Usaha FIFA Memperkenalkan Empat Kuartal di Piala Dunia 1994 yang Dihalang UEFA
Rencana Kontroversial FIFA untuk Piala Dunia 1994
Piala Dunia 1994 di Amerika Serikat menjadi momen bersejarah bagi sepak bola, namun di balik kesuksesannya terdapat rencana yang kontroversial dari FIFA. Organisasi sepak bola dunia ini pernah mengusulkan agar pertandingan dibagi menjadi empat kuartal, sebuah ide yang sangat berbeda dari format tradisional dua babak yang sudah ada sejak lama.
Usulan ini muncul dalam konteks untuk meningkatkan pengalaman menonton dan memberikan kesempatan bagi pemain untuk beristirahat sejenak.
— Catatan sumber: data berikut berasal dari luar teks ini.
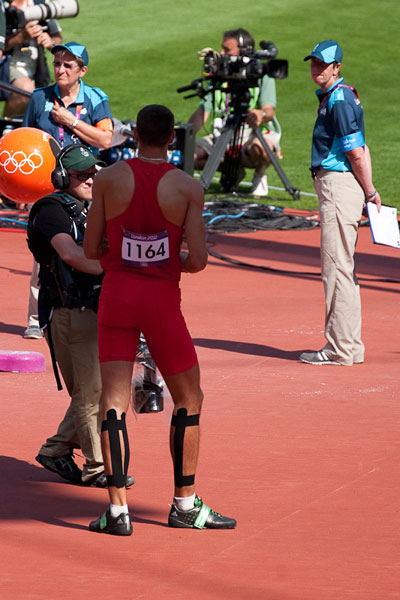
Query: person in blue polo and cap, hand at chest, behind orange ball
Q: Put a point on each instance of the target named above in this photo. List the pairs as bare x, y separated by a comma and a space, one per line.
71, 111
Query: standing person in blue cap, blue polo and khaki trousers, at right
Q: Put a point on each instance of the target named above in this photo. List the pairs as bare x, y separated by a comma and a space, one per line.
342, 173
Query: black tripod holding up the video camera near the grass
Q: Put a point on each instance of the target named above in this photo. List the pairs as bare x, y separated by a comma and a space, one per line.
232, 131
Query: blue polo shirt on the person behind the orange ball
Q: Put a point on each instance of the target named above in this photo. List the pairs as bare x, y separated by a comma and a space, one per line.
92, 102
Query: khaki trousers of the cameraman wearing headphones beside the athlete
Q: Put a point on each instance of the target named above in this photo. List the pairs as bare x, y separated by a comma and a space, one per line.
74, 335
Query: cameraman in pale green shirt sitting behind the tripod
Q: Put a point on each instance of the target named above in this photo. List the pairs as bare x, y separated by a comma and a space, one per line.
261, 113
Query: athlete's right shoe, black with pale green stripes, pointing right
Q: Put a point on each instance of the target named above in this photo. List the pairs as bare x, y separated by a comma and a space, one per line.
199, 517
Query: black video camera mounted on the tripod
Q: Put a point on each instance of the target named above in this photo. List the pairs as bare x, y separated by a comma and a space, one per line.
243, 71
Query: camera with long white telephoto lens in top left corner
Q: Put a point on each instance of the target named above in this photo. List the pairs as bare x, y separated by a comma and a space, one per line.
16, 19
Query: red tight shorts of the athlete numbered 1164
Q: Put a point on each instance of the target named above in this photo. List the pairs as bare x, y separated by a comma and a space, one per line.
129, 306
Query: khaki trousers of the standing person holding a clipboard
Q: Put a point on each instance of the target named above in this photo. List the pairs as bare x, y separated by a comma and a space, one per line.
341, 201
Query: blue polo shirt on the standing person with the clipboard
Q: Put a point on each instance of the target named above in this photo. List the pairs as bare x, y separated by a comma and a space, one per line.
339, 127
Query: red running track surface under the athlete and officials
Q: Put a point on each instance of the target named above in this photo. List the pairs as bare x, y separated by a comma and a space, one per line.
306, 458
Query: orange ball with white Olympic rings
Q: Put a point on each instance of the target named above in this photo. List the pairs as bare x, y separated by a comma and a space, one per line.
27, 158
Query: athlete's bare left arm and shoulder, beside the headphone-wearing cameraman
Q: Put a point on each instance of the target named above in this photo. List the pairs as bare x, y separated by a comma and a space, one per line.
112, 192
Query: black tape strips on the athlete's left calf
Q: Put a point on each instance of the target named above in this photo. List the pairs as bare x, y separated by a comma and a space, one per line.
113, 426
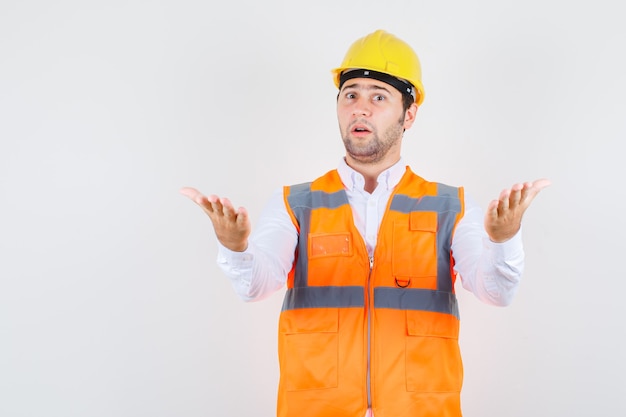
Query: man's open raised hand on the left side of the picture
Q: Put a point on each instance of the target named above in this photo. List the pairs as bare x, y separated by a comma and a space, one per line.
232, 227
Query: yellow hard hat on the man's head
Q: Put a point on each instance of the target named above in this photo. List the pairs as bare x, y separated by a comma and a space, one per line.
383, 53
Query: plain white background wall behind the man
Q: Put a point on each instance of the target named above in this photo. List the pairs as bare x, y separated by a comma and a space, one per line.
110, 300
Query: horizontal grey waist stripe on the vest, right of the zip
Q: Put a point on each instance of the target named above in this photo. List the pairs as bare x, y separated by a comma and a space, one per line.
416, 299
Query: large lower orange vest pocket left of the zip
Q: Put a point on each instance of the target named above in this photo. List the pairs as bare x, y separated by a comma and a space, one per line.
311, 349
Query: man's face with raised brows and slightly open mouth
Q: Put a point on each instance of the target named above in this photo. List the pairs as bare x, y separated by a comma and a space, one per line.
372, 120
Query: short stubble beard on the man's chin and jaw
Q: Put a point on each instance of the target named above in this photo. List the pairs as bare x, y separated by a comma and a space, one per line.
377, 147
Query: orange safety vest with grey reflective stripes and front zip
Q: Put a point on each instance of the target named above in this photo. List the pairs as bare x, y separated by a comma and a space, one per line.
381, 332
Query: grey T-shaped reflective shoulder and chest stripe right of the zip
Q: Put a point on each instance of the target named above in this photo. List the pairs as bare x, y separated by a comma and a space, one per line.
447, 205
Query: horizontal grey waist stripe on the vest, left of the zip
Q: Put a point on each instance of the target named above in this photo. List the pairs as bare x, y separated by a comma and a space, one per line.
320, 297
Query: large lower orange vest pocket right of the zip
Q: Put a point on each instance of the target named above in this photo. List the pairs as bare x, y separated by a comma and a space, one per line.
433, 357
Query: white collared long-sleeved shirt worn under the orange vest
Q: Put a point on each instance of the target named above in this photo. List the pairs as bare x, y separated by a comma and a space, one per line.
492, 271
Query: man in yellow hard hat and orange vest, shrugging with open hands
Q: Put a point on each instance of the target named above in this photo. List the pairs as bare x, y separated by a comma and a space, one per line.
370, 253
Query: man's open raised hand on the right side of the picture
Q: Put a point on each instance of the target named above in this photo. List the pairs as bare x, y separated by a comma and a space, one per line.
504, 215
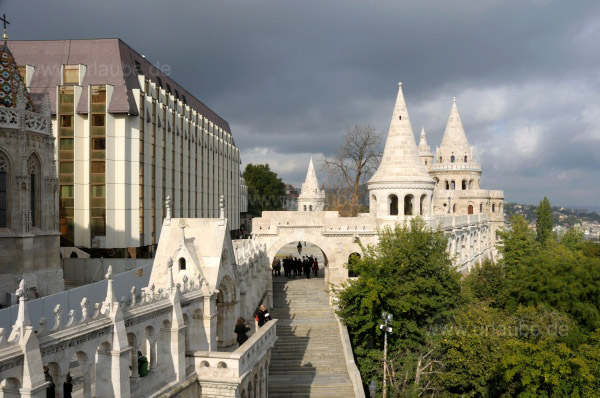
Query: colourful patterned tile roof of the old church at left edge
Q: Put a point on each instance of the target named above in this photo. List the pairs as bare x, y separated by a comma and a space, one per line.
11, 82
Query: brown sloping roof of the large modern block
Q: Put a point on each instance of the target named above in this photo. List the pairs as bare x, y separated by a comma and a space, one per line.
108, 61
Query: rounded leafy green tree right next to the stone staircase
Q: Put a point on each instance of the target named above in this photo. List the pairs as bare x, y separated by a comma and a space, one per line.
408, 273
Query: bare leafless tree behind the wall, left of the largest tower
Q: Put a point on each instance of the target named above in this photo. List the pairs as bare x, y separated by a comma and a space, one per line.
348, 172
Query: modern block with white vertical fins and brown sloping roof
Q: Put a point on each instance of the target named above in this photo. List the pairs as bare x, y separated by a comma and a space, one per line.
128, 137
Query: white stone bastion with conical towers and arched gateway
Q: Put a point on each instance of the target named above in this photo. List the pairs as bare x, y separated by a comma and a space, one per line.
407, 183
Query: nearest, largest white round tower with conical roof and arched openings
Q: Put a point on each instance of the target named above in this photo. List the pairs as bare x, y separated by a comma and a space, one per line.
401, 186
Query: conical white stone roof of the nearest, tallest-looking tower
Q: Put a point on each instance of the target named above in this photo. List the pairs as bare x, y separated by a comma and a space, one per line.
400, 162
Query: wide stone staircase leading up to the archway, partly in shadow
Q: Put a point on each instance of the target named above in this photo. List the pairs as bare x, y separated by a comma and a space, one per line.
308, 359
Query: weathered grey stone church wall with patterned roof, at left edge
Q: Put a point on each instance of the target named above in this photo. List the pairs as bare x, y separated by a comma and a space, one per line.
29, 237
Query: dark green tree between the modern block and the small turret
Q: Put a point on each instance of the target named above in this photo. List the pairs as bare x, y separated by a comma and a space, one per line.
266, 191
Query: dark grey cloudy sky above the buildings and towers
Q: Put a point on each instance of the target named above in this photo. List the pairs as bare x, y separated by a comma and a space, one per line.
291, 76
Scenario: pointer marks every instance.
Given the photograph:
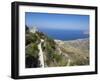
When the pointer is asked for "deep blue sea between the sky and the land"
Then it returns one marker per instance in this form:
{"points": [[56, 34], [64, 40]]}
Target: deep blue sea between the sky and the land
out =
{"points": [[65, 34]]}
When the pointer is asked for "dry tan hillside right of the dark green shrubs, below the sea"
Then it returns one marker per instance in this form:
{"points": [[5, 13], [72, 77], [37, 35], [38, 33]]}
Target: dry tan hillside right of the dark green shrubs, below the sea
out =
{"points": [[76, 50]]}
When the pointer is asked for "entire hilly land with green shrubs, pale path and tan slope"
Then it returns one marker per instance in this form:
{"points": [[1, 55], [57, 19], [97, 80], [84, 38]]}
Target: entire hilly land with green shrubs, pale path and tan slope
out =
{"points": [[43, 51]]}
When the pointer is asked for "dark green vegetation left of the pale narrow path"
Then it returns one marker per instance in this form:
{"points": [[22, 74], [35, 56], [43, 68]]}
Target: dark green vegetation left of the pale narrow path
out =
{"points": [[31, 50]]}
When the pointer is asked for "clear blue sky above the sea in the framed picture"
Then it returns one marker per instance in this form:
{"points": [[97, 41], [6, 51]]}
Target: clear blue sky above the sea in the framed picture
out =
{"points": [[57, 21]]}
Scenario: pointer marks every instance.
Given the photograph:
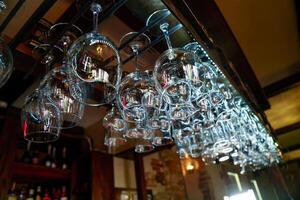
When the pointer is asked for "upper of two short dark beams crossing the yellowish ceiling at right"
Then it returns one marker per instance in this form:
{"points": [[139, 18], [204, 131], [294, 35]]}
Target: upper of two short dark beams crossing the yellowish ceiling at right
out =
{"points": [[282, 85]]}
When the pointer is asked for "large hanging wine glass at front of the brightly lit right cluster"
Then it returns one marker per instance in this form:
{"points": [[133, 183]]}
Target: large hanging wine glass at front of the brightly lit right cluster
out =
{"points": [[173, 70]]}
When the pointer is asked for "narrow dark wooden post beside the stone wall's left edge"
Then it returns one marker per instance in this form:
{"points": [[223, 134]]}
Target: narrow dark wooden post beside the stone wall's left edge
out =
{"points": [[140, 176]]}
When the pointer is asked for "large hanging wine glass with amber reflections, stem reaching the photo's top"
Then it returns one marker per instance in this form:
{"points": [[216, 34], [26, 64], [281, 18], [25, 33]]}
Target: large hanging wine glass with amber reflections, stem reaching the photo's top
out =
{"points": [[96, 61]]}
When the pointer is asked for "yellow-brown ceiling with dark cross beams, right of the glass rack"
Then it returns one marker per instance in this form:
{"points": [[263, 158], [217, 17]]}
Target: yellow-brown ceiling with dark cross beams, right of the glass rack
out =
{"points": [[268, 34]]}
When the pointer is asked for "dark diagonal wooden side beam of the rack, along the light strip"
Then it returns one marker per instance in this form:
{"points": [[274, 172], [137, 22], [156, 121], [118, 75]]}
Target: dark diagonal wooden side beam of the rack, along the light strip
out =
{"points": [[206, 21]]}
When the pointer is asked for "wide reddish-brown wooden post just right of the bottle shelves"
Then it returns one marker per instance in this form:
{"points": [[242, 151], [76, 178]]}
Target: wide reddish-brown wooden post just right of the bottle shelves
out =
{"points": [[102, 176]]}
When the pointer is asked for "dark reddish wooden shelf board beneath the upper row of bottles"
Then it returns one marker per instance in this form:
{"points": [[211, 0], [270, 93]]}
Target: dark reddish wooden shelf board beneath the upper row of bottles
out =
{"points": [[21, 170]]}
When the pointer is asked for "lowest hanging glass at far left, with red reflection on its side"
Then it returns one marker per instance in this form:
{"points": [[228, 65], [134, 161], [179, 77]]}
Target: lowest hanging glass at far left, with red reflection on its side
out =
{"points": [[41, 119]]}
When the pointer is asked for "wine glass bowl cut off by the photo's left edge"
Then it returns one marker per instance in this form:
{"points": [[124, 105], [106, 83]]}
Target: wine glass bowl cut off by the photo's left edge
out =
{"points": [[6, 63]]}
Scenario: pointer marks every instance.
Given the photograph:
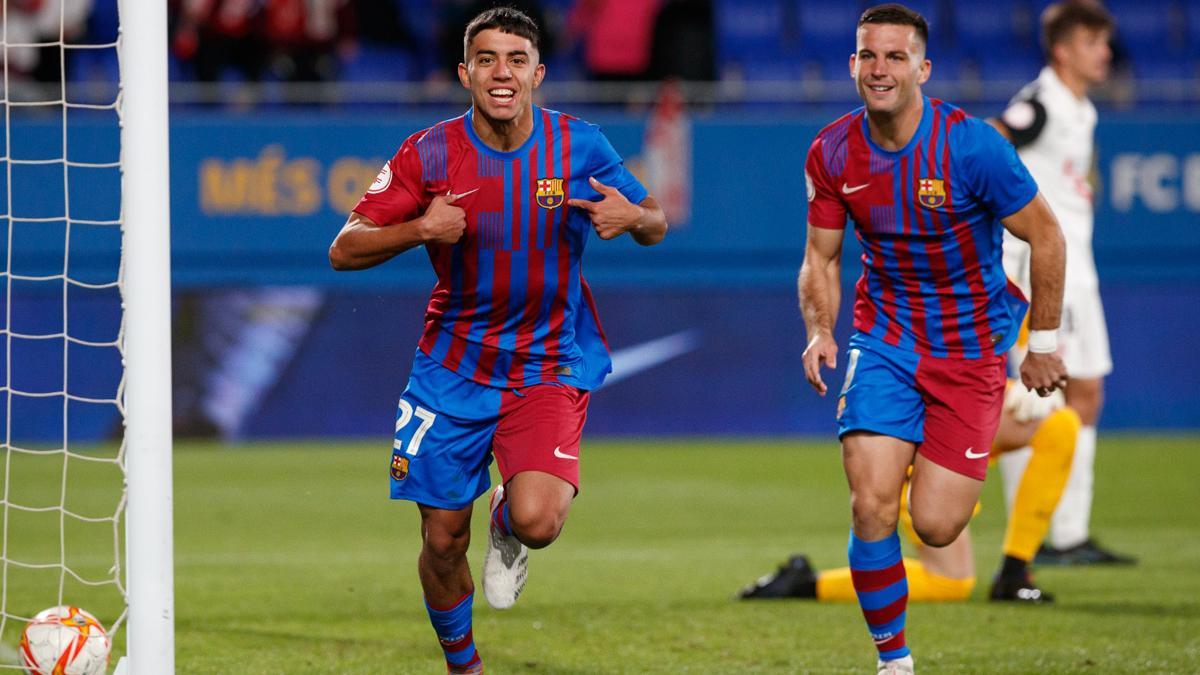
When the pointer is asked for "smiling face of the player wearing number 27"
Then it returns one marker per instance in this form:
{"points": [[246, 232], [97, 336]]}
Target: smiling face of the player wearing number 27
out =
{"points": [[502, 71]]}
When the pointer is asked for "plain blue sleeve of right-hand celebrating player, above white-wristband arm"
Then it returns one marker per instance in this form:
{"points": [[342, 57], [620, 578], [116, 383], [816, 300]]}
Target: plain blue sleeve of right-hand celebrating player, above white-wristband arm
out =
{"points": [[994, 172]]}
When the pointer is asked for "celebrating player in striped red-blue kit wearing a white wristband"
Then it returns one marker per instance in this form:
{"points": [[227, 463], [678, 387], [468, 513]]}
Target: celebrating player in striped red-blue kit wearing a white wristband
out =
{"points": [[931, 192]]}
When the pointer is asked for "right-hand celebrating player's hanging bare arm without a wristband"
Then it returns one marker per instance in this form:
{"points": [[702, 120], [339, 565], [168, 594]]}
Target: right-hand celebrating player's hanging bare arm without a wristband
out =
{"points": [[820, 292]]}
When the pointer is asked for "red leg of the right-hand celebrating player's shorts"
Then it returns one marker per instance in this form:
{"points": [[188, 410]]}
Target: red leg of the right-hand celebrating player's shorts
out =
{"points": [[963, 399]]}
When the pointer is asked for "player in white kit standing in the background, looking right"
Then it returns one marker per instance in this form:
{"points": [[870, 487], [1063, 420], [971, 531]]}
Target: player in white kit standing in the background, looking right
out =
{"points": [[1053, 123]]}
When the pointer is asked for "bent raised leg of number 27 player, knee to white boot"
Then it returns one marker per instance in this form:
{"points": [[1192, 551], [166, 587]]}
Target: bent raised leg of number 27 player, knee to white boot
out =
{"points": [[527, 513]]}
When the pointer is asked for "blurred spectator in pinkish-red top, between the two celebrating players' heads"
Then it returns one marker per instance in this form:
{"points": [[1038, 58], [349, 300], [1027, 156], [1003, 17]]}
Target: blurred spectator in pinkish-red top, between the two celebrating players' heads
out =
{"points": [[616, 37]]}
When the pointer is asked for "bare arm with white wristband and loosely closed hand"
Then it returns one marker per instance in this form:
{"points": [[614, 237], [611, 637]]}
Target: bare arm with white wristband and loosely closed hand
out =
{"points": [[1035, 224]]}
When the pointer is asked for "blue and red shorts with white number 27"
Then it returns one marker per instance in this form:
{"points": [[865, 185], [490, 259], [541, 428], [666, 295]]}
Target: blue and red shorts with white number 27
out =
{"points": [[448, 429]]}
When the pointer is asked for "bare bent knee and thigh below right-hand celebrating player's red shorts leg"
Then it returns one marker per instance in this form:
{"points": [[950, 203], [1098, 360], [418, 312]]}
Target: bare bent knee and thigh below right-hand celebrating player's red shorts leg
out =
{"points": [[941, 501]]}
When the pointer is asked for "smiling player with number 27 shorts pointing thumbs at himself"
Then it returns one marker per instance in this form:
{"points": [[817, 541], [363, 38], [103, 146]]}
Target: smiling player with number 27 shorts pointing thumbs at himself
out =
{"points": [[503, 200]]}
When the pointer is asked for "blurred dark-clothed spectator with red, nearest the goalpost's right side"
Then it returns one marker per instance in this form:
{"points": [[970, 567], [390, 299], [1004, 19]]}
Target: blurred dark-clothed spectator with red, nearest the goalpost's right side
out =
{"points": [[214, 35]]}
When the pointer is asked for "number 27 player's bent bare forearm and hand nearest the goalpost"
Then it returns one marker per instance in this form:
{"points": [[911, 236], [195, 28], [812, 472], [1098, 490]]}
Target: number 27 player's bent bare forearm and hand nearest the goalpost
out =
{"points": [[364, 243]]}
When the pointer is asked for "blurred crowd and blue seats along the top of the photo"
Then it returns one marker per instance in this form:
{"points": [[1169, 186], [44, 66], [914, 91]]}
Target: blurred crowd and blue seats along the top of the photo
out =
{"points": [[597, 40]]}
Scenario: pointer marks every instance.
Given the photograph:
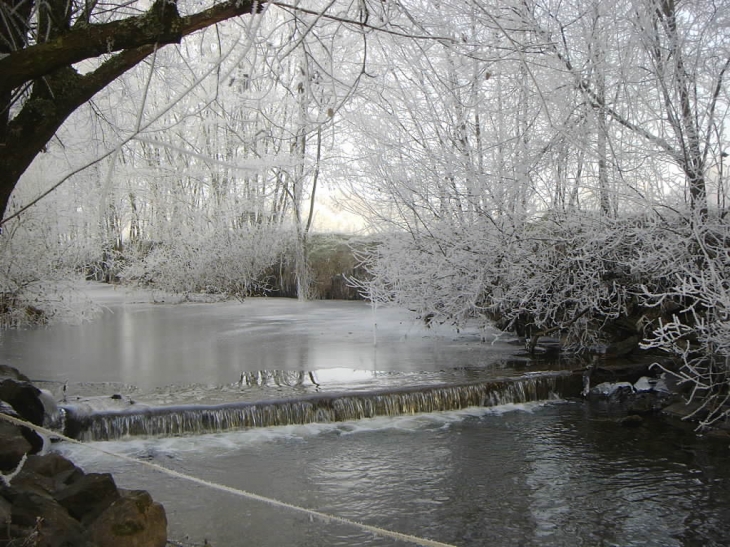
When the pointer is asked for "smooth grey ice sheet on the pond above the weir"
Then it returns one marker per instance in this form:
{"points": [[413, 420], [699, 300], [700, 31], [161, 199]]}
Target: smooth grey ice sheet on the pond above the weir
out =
{"points": [[212, 344]]}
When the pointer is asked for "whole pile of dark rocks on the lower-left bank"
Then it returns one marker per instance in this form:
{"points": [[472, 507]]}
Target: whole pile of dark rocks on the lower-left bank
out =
{"points": [[47, 501]]}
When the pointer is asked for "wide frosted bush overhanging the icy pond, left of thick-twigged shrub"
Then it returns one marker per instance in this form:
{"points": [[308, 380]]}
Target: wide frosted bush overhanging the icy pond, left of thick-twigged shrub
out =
{"points": [[557, 275]]}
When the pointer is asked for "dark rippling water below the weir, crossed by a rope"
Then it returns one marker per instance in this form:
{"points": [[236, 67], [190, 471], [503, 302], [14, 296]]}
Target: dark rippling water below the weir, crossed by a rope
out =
{"points": [[545, 475]]}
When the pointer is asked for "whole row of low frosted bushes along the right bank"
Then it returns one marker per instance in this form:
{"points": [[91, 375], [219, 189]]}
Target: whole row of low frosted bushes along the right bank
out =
{"points": [[600, 285]]}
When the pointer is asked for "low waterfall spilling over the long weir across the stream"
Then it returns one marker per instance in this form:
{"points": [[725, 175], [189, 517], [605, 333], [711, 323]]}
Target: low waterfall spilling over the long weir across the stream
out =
{"points": [[196, 419]]}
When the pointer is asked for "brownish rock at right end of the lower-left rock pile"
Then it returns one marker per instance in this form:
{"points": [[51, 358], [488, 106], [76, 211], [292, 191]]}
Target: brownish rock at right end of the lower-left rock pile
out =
{"points": [[134, 520]]}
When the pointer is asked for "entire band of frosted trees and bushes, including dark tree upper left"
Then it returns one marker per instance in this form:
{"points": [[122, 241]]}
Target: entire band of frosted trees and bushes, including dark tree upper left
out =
{"points": [[554, 167]]}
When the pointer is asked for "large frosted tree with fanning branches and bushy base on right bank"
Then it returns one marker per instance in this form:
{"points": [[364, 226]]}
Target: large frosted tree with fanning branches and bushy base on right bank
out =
{"points": [[565, 126]]}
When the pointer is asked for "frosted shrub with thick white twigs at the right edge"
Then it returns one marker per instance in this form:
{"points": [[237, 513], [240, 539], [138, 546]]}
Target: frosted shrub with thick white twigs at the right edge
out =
{"points": [[694, 323]]}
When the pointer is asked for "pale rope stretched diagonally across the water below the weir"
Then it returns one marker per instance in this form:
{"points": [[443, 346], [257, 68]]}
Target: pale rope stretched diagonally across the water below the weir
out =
{"points": [[324, 517]]}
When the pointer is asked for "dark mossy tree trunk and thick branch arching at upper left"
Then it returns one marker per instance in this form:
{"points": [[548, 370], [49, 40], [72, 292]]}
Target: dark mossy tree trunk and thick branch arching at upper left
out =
{"points": [[46, 50]]}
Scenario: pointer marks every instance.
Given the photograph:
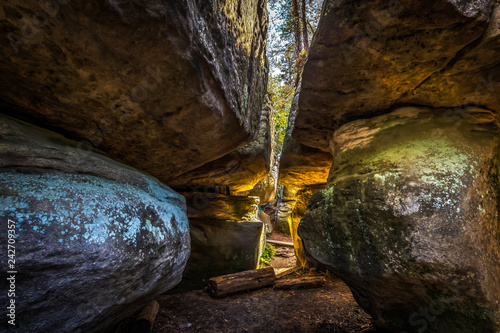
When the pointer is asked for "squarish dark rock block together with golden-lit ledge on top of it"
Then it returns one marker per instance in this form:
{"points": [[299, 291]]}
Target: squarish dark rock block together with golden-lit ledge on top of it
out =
{"points": [[227, 237]]}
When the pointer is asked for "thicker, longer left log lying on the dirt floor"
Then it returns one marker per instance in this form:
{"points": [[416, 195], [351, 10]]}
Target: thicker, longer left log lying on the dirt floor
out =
{"points": [[225, 285]]}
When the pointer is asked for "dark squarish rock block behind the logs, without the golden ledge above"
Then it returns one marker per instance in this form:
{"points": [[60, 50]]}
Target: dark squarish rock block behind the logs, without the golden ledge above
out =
{"points": [[220, 247]]}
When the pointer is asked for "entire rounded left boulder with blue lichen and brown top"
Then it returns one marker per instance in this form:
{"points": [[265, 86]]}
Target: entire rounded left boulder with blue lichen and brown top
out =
{"points": [[96, 240]]}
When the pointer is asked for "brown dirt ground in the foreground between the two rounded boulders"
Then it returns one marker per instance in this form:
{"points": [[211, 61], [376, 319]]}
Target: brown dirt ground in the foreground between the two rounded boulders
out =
{"points": [[327, 309]]}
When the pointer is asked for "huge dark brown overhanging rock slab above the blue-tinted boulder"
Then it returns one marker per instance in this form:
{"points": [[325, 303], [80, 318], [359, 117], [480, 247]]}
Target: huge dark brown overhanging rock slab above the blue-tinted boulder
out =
{"points": [[165, 87]]}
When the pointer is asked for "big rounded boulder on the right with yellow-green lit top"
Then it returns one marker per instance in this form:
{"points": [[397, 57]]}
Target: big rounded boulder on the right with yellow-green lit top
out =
{"points": [[410, 219]]}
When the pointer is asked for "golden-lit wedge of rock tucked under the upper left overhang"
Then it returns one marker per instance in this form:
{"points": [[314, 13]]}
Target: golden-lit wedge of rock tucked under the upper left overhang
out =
{"points": [[241, 169]]}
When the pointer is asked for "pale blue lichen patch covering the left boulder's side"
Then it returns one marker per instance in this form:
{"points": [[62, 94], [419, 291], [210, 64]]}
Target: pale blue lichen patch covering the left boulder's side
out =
{"points": [[76, 207]]}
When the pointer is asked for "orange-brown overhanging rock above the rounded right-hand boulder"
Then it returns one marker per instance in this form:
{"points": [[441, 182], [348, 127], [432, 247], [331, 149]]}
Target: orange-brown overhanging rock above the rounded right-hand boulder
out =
{"points": [[368, 56]]}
Dalam perencanaan awal, FIFA berharap bahwa dengan adanya jeda, para pemain dapat terhidrasi dengan lebih baik, terutama mengingat suhu yang cukup tinggi saat itu di AS.
Namun, rencana tersebut tidak berjalan mulus. UEFA, sebagai badan pengatur sepak bola Eropa yang memiliki pengaruh besar, menolak ide tersebut. Mereka berpendapat bahwa format yang ada sudah cukup efektif dan tidak perlu diubah. Penolakan ini mencerminkan ketegangan yang sering terjadi antara FIFA dan UEFA dalam menentukan arah permainan sepak bola global.
Sejak itu, meskipun ide pembagian pertandingan menjadi empat kuartal terhenti, isu mengenai waktu istirahat untuk hidrasi kembali muncul dalam diskusi menjelang Piala Dunia 2026. Beberapa pihak mengkhawatirkan bahwa jeda hidrasi yang diperkenalkan di turnamen mendatang mungkin tidak akan diterima dengan baik oleh para penggemar dan pemain.
Dengan pengalaman yang telah ada, baik FIFA maupun UEFA tampaknya akan terus mempertimbangkan bagaimana cara terbaik untuk menjaga kesehatan pemain tanpa mengorbankan integritas permainan. Hal ini menunjukkan bahwa diskusi tentang format pertandingan dan kebutuhan pemain akan terus berlanjut dalam dunia sepak bola.